International Strategy and Organization
There are different types of organizational decision making structures. The major types of these structures include the independent, decentralized, centralized decision making structures. The advantage of independent decision making structures is that it has low communication requirements. The disadvantage of independent structure is that they can neither take the advantage of economies of scale nor pool resources in a simpler manner. In addition, the independent structures are characterized by relatively uninformed decisions as they do not know what takes place elsewhere due to failure to learn from people’s experience in different places (Malone & Team, 2013).
The advantage of centralized structures is that individuals can regularly make excellent decisions when more information is used.

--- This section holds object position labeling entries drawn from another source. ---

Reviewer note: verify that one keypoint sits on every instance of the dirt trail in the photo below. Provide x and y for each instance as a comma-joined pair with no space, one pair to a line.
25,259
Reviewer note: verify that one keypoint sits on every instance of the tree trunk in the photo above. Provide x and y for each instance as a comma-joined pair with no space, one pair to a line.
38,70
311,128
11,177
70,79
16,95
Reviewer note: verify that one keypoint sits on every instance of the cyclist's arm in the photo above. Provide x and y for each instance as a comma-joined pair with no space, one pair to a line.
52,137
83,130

The managers can also share finest practices between stores, be able to recognize the best suppliers as well as capturing the economies of scale. In other circumstances, fresh technologies makes it is likely for the personalized, home-grown decisions to be carried out at national level. The disadvantage of this structure is that it has considerably higher requirements for communication hence costly. Another problem is that the stores for the individuals tend to vary greatly in terms of colors and sizes that are sold. Decentralized structures also have the advantage in that decisions can be made based on vast amount of remote information that exist via networks or electronic media. They at times cooperate with one another in addition to competing some other times thus resulting to quality results (Malone & Team, 2013).

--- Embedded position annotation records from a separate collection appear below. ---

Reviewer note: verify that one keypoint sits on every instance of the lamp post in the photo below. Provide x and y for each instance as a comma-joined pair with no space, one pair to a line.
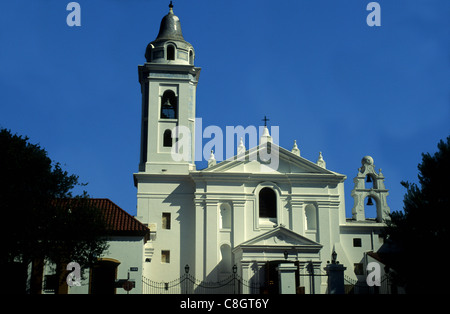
234,278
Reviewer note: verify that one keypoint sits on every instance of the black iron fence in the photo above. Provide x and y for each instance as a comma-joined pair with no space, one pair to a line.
188,284
353,286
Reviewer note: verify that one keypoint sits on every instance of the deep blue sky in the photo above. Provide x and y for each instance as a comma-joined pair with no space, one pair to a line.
315,68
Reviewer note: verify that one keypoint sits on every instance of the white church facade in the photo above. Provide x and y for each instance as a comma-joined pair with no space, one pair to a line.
240,215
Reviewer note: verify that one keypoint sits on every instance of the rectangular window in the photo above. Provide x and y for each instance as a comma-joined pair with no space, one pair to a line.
357,242
359,268
165,257
166,221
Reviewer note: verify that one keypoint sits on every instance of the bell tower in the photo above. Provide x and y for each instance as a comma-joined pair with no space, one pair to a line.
168,85
369,190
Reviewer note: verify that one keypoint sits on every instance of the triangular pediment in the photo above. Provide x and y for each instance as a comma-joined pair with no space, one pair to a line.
280,160
281,237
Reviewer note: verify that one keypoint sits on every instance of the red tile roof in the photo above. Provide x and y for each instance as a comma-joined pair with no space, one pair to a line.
118,221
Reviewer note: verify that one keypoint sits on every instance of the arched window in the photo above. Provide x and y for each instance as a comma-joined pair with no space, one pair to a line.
167,138
311,217
225,265
191,57
369,182
225,216
267,203
169,105
170,52
370,207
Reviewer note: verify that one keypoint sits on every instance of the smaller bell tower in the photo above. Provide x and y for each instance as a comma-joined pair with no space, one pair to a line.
369,190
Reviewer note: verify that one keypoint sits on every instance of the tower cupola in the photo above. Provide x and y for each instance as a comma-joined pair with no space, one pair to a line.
169,47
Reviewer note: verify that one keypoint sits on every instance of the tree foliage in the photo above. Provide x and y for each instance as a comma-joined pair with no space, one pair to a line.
35,225
420,233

The role played by a firm’s strategy in determining organizational structure
In this case, the firm’s strategy of fresh technology implementation which transforms the structure of the management process as well as enhancing the capacity to center on customer service. This implementation of fresh technology comes with relatively low cost and personal computers having sophisticated software and operating systems that are graphically based. This reduces the danger or risk of the change process for the firm (Yetton, Johnston & Craig, 2012).
Meaning of horizontal differentiation and its possible implications to how managers design the company structure
Horizontal differentiation is a situation where by the equilibrium prices goes up whenever the disparity of population goes down. This can help the managers to enhance the effectiveness of the design structure in addition to affecting the design of the hierarchy of the organizational structure (Gabszewicz & Wauthy, 2012).
Malone, T. W., & Team, L. Y. (2013). Is empowerment just a fad? Control, decision making, and IT. Sloan management review, 38(2).
Yetton, P. W., Johnston, K. D., & Craig, J. F. (2012). Computer-aided architects: a case study of IT and strategic change. Image.